"Everything's becoming genderized," director Martha Coolidge lamented during a panel session at the Women in Film & Television International Summit Sunday.
Discussing the challenges faced by female directors, Coolidge ("Lost in Yonkers"), explained that as marketing has become more sophisticated, the film industry is aiming movies at ever-narrower slices of the audiences: Girls under 9, girls 14-17, girls 18-25. As a result, she described witnessing boys and girls going together to the multiplex, where the girls go off to one movie and the boys to another, and then they meet up again afterward.
Describing it as "the most appalling development, and it's the result of marketing," the one-time president of the Directors Guild of America noted that the studios tend to ignore boomer women, and the men who accompany them to films, because of a perception that it is difficult to market to older consumers.
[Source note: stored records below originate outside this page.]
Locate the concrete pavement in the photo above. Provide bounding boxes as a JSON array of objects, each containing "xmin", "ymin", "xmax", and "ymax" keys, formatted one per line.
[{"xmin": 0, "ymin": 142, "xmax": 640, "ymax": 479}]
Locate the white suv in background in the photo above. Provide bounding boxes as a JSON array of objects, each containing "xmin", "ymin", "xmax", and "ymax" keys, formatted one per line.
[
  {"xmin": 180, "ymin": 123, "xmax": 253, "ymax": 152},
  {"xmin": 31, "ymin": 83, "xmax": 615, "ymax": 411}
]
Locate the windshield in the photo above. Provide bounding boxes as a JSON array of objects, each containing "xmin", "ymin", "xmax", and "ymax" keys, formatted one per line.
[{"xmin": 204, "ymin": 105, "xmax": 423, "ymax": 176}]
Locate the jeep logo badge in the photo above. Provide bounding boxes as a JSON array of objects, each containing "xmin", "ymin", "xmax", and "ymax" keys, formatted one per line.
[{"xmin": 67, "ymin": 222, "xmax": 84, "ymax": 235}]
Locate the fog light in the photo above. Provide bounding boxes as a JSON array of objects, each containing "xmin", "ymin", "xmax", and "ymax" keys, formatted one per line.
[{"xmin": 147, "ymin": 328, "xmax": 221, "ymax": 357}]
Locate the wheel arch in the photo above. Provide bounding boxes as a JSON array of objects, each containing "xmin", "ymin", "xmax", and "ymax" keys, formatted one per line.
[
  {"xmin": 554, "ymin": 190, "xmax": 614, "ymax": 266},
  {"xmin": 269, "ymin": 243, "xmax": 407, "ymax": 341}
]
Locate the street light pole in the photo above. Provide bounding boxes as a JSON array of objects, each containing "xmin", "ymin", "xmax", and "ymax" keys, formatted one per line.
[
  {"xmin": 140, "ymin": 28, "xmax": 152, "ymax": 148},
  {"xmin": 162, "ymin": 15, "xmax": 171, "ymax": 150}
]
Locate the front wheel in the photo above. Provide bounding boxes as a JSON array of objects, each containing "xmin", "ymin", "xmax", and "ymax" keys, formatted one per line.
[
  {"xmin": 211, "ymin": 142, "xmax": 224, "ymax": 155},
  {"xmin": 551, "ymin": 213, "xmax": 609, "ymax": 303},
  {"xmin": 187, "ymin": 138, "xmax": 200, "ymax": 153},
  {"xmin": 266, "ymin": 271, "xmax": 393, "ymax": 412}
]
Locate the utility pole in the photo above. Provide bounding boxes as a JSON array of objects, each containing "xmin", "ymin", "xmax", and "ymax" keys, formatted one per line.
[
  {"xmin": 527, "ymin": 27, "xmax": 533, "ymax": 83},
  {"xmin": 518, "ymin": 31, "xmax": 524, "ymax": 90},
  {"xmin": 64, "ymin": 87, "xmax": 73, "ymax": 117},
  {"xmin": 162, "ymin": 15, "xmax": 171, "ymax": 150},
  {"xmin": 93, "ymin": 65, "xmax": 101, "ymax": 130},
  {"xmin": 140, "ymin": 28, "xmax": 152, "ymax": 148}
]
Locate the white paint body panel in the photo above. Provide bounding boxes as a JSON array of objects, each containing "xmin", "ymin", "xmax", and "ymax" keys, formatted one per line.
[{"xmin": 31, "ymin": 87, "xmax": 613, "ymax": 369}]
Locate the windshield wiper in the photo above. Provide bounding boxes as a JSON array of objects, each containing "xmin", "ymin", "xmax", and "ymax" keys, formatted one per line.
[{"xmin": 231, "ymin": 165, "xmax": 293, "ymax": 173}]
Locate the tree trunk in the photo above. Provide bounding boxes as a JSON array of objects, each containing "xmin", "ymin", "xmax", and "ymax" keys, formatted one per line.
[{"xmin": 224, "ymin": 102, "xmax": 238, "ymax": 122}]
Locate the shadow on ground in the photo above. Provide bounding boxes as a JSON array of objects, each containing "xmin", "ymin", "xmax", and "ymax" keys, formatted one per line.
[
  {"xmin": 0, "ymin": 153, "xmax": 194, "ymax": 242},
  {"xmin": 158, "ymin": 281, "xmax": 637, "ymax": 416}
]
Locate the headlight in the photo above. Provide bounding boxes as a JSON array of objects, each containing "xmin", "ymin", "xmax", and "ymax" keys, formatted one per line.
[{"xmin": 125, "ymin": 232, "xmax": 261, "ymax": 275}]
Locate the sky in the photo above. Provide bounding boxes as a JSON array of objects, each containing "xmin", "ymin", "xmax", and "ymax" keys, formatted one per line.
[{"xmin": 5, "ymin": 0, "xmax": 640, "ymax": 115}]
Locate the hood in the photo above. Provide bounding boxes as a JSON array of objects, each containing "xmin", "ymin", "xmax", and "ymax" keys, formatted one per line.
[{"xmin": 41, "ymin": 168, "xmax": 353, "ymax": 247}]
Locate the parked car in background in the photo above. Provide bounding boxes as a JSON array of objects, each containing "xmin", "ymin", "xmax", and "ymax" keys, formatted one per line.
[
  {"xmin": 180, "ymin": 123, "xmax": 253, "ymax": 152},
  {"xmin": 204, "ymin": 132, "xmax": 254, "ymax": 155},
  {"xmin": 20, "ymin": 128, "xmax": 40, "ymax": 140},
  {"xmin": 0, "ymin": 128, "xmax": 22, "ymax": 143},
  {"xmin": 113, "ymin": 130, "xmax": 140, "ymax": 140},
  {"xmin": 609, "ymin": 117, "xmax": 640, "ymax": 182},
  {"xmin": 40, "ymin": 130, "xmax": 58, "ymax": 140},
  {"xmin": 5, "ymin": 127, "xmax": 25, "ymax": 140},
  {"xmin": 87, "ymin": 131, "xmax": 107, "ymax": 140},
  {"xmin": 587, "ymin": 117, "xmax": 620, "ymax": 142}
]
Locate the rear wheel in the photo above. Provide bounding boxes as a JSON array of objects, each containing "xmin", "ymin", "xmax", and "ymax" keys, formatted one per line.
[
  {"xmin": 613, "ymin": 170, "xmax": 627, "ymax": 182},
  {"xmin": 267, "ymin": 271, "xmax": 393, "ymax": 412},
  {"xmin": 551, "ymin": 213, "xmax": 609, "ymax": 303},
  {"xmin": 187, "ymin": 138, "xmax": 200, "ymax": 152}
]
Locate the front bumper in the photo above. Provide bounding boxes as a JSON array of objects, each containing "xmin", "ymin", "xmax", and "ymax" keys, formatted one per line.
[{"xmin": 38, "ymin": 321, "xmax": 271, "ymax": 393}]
In turn, that makes it more difficult for female directors -- who often are relegated to working on the sorts of character studies that appeal to older audiences -- to secure studio assignments or financing for their films.
Coolidge was joined on the "Directing Feature Film" panel at the Park Hyatt Hotel in Century City by Penelope Spheeris ("Wayne's World") and Tamar Simon Hoffs ("Red Roses and Petrol").
All acknowledged that while a director is ideally hired to provide a film with a point-of-view, a successful helmer also must be adept at multitasking, possess a self-confidence that reassures investors and producers, be skilled in communicating in order to coordinate the many departments on a film, sensitive in their dealings with actors, familiar with all the details in a movie's budget and, when working in the independent arena, capable of raising financing.
"You really have to learn the business of raising money, putting together partnerships," said Hoffs. "You've got to learn how to get the money to do it."
The panelists argued that in the feature film world, the situation female directors face has become more difficult because studios have abandoned adult-themed movies. Although studio execs will invite in such established directors as Coolidge or Spheeris to discuss prospective projects -- "You're auditioning," Spheeris noted -- they often then turn over the material to young, less experienced video directors whom they believe can be more easily controlled.
"I gave up on the studios," said Spheeris, whose latest film, the independently produced and distributed "The Kid & I," will have its world premiere at AFI Fest 2005.
Gregg Kilday writes for The Hollywood Reporter.